Linda Colley (born 13 September 1949) is an English academic historian specialising in British, imperial and global history from 1700.


  • One of the ways in which all universities could contribute substantially to their home societies is by helping students obtain a better understanding of the development and interdependencies over time of our seemingly fragmented globe.
  • Dramatic in their scope though the maritime empires once were, it is overland empires that have proved more resilient, and variations of them are still with us. The United States, Russia, China and India call themselves nation-states, but all of them are in reality products of, and marked by, different imperial enterprises; and their respective rulers on occasion still behave accordingly. Think of Donald Trump’s casual suggestion last August that the US purchase Greenland. At the time, many put this down to Trump being Trump. In fact, he was acting in conformity with many of his predecessors. US presidents proposed purchasing Greenland in the 1860s and 1940s, and American politicians did succeed in buying other vast tracts of land, Alaska, for instance, and the huge Louisiana Purchase in 1803.
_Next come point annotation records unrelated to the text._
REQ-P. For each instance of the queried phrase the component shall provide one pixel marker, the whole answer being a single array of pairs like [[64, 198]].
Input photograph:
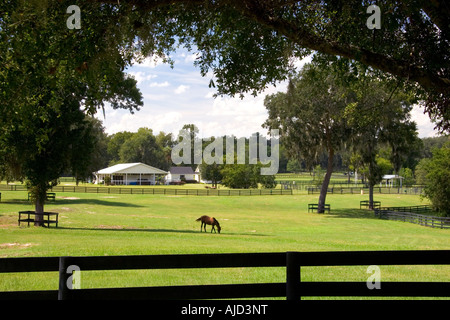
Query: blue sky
[[178, 96]]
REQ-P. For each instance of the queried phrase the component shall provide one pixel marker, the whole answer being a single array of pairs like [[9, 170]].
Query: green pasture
[[103, 224]]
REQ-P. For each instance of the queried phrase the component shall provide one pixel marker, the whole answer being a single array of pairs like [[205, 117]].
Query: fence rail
[[421, 219], [359, 190], [160, 191], [293, 289]]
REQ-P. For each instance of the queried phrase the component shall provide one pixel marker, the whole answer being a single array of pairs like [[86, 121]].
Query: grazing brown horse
[[211, 221]]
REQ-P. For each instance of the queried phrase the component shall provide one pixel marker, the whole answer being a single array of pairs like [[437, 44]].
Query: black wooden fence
[[160, 191], [421, 219], [292, 289]]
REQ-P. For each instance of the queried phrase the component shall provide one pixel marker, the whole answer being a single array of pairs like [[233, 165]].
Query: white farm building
[[129, 174], [178, 174]]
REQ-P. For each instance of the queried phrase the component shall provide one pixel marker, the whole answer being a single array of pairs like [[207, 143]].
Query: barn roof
[[131, 168], [181, 170]]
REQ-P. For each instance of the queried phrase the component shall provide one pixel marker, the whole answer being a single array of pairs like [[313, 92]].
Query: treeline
[[155, 149]]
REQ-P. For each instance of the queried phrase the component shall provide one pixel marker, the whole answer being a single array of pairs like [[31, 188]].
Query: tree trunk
[[370, 196], [326, 182], [39, 209], [370, 180]]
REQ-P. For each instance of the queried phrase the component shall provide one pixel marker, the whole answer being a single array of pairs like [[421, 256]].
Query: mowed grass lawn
[[102, 224]]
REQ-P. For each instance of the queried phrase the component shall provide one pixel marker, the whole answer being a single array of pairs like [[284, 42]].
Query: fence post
[[63, 290], [292, 276]]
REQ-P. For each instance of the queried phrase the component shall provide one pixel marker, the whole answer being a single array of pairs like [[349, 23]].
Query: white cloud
[[142, 76], [424, 124], [149, 62], [159, 84], [181, 89]]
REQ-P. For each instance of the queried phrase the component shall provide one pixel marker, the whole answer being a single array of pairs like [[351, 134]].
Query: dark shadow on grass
[[75, 201], [161, 230], [94, 202], [351, 213]]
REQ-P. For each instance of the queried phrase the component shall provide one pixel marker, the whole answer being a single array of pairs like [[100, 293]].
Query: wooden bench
[[47, 218], [365, 204], [314, 206], [50, 196]]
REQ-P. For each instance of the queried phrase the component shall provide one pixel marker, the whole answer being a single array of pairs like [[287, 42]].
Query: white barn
[[129, 174], [177, 174]]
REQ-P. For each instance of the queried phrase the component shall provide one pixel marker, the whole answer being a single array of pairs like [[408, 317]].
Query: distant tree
[[408, 177], [115, 142], [379, 116], [142, 147], [310, 116], [211, 172], [50, 78], [245, 176], [437, 187]]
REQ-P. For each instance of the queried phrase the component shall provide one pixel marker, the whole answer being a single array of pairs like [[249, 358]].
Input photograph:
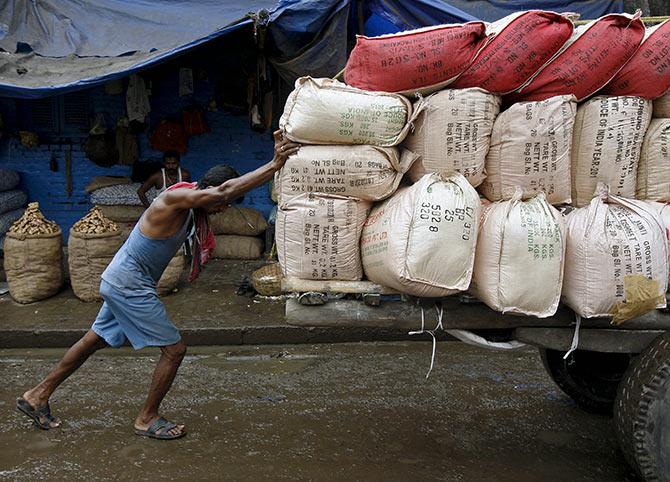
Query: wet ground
[[311, 412]]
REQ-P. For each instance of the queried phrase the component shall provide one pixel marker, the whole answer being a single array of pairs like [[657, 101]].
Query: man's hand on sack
[[283, 149]]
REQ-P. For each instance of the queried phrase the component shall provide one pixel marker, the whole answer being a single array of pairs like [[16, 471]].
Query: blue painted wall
[[231, 141]]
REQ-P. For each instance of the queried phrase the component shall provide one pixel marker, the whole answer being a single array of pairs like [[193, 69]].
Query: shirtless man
[[171, 174], [132, 310]]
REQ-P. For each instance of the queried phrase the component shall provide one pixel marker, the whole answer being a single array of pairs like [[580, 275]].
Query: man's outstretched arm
[[231, 190]]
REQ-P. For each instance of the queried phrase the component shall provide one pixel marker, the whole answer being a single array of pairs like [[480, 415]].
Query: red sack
[[414, 60], [647, 74], [169, 136], [520, 44], [592, 57], [194, 122]]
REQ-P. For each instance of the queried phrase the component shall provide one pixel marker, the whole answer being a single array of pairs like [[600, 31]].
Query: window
[[53, 118]]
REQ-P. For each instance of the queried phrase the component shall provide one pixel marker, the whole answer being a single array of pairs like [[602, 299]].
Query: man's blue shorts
[[138, 316]]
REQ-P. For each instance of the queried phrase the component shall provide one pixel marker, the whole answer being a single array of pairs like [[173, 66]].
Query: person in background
[[132, 311], [171, 174]]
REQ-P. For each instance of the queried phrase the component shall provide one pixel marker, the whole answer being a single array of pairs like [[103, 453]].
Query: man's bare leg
[[164, 375], [38, 396]]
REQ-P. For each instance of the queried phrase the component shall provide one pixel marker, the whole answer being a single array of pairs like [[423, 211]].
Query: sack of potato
[[94, 240], [33, 257]]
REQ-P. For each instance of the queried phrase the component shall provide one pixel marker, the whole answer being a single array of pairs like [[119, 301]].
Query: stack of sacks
[[326, 190], [422, 60], [530, 149], [422, 240], [588, 61], [237, 232], [518, 46], [12, 201], [118, 200], [616, 262], [452, 133], [609, 131], [519, 259]]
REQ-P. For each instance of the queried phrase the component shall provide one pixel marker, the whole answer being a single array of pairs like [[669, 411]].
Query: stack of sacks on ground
[[118, 200], [237, 232], [33, 257], [422, 240], [93, 242], [616, 262], [326, 190], [12, 201], [519, 259]]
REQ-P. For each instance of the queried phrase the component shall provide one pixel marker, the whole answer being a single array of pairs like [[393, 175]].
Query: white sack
[[664, 210], [453, 133], [662, 106], [616, 261], [421, 241], [530, 148], [366, 172], [653, 172], [325, 111], [318, 237], [519, 258], [606, 146]]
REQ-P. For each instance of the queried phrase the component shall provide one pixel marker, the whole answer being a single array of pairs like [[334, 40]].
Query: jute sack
[[366, 172], [453, 134], [519, 45], [33, 265], [663, 209], [530, 148], [422, 240], [171, 276], [653, 171], [122, 213], [606, 145], [662, 107], [589, 60], [232, 246], [647, 73], [616, 261], [88, 256], [325, 111], [425, 59], [318, 236], [519, 258], [238, 220]]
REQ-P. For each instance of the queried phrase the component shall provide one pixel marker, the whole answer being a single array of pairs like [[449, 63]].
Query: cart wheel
[[590, 378], [642, 412]]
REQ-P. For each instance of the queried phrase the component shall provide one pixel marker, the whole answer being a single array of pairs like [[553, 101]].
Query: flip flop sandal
[[41, 417], [159, 430]]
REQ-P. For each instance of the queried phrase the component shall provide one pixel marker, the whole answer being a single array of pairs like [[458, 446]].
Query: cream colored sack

"Can history help?" (2018)

"Can history help?" (March 22, 2018)
  • The men who dropped an atomic bomb on Hiroshima on 6 August 1945 were deploying technology that had taken decades to develop. Nonetheless, in carrying out that act, these US airmen did effect an almost immediate transformation in the nature of warfare and in attitudes towards it.
  • Consider the terrible outbreak of plague in the 14th century known as the Black Death. Europe suffered disproportionately, losing perhaps 50 per cent of its total population. One result of this, however, was that the living standards and wages of many of those who survived seem to have improved. This, it has been suggested, led in time to a marked increase in Europeans’ food consumption and demand for consumer goods. And this rise in demand may well in turn have contributed to the increasing number of European trading voyages across the world’s oceans in the 15th, 16th and 17th centuries.
  • Given the current bitter polarisation of political allegiances, it is important to remember that national groupings have never been homogeneous and are rarely static. Of course, there are some persistent habits and patterns of thought and behaviour in all long-standing states. But countries and their populations are not just mixed in terms of ethnicity, politics, religion and much more, they also change over time, sometimes rapidly and radically.
  • Perhaps the most recurring and paradoxical trigger of change in human society has been war.
  • The second amendment, passed in 1791, allowing US citizens access to arms, was manageable when most firearms were muskets that took minutes to load.